The Bill also needs to provide long-overdue statutory protection for ancient woodland. Noble Lords have heard me go on about that before. We need similar protection to that accorded to sites of special scientific interest. We need a statutory basis for the England tree action plan to ensure that it is indeed action, gives proper priority to native woodland and does not end up overfocusing on commercial forestry as part of the dash for trees.

But perhaps the most important thing as we see the Bill through our House is to help the Government join up two pieces of important legislation. The planning reform Bill is not yet published, and I have big suspicions about it. Rumours abound that it will designate land, in a top-down way, as either suitable for development or to be protected, and leave local communities powerless. As other noble Lords have highlighted, if the planning reform Bill is not to counteract completely the protection provisions of the Environment Bill, we need in statute measures to link and harmonise these two pieces of legislation. The Environment Bill needs to give a legal status to local nature recovery strategies so that plans, planners and developers have to take account of them.

We also need to enshrine in statute a land-use framework for England. I tried to do this during the passage of the then Agriculture Bill and was told that the Environment Bill was a much more suitable place to put it—well, here we are, now at the Environment Bill. The planning Bill sounds like it will have an oversimple, binary approach to land use: worth protecting or worth developing. The reality is that we need a much more nuanced approach to land use, as it needs to deliver multiple benefits: biodiversity, conservation, climate change, food, flood risk management, water quality, health and mental health, to name but a few. Land needs to be multifunctional and to deliver a whole range of public and private benefits, and we need a land-use framework to do that.

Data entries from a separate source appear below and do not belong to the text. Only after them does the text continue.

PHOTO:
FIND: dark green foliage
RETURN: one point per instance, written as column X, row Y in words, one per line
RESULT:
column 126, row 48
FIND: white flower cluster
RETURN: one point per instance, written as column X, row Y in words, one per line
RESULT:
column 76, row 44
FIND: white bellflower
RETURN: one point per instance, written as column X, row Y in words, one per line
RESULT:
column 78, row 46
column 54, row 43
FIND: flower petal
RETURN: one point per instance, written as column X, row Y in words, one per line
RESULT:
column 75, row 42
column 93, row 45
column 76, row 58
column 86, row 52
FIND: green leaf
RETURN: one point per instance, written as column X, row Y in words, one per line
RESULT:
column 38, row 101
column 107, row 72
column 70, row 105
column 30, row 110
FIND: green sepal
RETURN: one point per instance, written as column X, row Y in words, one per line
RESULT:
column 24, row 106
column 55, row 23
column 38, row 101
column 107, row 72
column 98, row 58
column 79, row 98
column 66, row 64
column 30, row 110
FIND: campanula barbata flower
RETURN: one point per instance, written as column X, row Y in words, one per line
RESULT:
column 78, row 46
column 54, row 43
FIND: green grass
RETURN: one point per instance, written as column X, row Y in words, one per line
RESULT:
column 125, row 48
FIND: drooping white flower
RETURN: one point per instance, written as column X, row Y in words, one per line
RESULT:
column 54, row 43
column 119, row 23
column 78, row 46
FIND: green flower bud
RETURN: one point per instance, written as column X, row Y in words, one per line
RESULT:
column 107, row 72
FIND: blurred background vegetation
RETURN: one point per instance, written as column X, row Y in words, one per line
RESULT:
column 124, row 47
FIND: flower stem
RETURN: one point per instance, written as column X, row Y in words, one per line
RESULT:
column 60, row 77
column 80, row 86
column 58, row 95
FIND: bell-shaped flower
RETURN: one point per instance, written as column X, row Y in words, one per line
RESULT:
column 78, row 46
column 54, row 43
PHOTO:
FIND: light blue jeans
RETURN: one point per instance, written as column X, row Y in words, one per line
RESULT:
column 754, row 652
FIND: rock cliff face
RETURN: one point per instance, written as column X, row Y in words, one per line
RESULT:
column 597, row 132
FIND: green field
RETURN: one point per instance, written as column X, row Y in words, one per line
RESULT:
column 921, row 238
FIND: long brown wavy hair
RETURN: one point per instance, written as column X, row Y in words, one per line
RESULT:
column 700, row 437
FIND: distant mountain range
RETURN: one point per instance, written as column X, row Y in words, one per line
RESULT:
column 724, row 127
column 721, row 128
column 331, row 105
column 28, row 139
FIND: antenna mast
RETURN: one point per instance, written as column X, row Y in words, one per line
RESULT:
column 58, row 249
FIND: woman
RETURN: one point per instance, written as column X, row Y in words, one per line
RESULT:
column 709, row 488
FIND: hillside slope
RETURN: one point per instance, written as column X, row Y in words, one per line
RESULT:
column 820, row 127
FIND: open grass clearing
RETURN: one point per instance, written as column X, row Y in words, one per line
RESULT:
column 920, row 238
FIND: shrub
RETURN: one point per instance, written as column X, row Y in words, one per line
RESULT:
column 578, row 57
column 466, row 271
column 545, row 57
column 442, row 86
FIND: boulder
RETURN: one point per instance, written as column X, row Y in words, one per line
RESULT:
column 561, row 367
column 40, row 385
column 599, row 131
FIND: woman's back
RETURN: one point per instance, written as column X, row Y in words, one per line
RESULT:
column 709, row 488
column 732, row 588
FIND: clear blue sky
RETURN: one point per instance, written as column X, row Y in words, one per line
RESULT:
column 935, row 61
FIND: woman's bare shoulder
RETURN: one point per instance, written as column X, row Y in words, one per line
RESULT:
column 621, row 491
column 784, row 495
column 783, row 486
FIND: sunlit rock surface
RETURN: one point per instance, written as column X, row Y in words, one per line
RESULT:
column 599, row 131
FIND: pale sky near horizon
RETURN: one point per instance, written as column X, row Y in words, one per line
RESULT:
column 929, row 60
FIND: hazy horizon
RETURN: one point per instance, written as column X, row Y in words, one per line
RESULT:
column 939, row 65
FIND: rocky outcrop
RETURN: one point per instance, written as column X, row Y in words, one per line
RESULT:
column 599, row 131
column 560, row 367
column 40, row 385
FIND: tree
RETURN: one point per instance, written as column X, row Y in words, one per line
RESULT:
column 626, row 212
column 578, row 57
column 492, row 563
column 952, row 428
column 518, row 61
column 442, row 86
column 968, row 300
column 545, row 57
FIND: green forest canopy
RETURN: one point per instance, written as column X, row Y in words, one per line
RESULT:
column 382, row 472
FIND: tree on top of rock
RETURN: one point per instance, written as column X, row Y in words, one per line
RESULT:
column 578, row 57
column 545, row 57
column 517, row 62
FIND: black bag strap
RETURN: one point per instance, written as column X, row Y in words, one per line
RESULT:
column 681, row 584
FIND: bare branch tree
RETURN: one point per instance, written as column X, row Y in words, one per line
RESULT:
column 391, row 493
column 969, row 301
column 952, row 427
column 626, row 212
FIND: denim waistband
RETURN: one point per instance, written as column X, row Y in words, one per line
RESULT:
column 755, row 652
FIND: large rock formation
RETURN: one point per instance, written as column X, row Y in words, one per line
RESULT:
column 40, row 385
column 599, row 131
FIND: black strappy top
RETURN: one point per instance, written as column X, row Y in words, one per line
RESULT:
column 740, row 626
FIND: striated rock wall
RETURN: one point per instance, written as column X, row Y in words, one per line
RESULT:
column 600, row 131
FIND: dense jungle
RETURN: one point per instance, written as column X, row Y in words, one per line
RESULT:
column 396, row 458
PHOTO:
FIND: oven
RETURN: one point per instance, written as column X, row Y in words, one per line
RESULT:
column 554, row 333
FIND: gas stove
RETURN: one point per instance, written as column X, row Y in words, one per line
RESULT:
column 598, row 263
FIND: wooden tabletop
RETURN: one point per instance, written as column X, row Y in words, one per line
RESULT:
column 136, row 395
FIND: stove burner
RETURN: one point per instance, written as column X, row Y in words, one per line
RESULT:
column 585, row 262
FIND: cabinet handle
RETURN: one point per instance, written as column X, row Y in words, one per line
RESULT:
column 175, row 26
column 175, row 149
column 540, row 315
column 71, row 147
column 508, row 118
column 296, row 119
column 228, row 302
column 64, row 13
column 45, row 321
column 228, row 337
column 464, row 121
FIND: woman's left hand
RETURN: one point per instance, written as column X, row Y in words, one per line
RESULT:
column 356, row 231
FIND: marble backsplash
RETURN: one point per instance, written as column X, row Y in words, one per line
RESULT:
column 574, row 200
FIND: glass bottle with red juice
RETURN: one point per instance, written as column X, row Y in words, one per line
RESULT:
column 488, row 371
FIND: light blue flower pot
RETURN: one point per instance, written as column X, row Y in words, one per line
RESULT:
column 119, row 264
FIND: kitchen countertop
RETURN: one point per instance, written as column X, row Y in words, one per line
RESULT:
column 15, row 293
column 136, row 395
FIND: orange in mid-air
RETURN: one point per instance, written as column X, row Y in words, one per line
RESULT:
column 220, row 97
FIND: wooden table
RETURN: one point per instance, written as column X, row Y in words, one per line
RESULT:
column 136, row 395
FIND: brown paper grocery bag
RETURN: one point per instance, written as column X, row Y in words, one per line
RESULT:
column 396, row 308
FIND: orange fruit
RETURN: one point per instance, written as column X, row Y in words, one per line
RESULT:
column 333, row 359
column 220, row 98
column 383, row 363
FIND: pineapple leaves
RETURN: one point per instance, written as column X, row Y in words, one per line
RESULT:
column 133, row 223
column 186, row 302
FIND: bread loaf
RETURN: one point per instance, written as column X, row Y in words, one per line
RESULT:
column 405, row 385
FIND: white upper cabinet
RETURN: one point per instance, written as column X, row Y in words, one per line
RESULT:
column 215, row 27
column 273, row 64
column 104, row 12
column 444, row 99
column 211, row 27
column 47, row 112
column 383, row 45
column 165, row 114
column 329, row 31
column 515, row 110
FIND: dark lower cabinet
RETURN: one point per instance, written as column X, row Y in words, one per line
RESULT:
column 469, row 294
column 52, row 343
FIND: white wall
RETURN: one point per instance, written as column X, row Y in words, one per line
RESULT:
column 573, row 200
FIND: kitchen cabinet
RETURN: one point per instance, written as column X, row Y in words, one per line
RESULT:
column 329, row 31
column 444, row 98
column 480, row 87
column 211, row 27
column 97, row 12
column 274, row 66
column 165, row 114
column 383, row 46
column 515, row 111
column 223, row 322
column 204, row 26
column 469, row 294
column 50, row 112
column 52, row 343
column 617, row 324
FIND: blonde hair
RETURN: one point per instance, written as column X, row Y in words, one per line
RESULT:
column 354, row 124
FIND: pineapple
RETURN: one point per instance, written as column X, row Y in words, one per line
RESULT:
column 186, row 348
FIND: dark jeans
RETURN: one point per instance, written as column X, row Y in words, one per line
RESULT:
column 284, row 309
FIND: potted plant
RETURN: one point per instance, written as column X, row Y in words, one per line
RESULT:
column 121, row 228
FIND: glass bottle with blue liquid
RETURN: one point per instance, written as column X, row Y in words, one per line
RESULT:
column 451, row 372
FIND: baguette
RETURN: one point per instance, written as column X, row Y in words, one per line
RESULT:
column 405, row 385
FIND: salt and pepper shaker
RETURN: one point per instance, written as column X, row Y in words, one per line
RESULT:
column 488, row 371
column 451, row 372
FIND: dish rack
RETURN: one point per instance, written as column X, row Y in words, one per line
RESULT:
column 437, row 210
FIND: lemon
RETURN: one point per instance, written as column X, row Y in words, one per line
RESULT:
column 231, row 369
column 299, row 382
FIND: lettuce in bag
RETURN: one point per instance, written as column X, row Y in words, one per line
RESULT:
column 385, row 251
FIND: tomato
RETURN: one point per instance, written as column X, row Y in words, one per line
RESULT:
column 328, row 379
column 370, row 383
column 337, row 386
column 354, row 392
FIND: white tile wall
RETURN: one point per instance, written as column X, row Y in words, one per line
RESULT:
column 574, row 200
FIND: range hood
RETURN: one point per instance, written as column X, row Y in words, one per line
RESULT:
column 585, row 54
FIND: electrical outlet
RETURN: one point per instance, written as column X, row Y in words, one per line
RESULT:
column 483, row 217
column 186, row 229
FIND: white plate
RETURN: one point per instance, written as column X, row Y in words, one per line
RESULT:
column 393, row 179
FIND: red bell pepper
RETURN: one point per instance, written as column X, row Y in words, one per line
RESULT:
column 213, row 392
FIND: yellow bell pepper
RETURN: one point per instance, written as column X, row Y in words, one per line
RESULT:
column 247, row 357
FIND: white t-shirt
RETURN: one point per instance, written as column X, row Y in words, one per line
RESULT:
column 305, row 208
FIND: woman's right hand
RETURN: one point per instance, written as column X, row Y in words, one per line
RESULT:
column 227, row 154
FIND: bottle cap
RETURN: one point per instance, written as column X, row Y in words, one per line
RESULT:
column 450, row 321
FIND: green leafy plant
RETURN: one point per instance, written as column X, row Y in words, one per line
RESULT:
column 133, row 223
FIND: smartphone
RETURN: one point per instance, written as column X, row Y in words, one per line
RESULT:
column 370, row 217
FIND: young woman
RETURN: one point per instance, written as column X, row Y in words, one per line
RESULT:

A number of other changes to the Bill will be necessary. The Government’s commitment to a much-enhanced tree planting programme will be fruitless if imported tree and plant stocks do not have to be disease free and conform to a single clear plant and tree health standard, with UK and Ireland-sourced and grown planting stock being an absolute requirement for all planting supported by public funding. A much wider network of safe nurseries should be established now in preparation for the future, creating jobs as well as safeguarding tree and plant health and preventing future decimations of newly planted stock by the introduction of tree and plant diseases.

There are many other amendments which noble Lords will want to see, and we have heard about some of them already. This is a big Bill, which risks getting even bigger. The Minister will no doubt threaten that if we attach too much to it, it will be further delayed, or even collapse under its own weight. I am always rather mystified when Governments say that; there is one simple way of getting a Bill to go through quickly, and that is to accept some sensible amendments rather than resisting them at all costs. If the Government did that, the Bill would progress more quickly, the environment would be better protected, and we would all be happier. I hope the Minister will confirm that he will do just that.

We need not just an amended and stronger Bill but action. We are striding the global stage right now, with the G7, with COP 15, and especially when we host COP 26 in Glasgow. We need domestic action at a scale and pace which inspires global action and encourages leaders to tackle climate change and promote biodiversity across the world. The Government are going to find providing global leadership jolly hard to do if back home they have been resisting every sensible improvement to this Bill.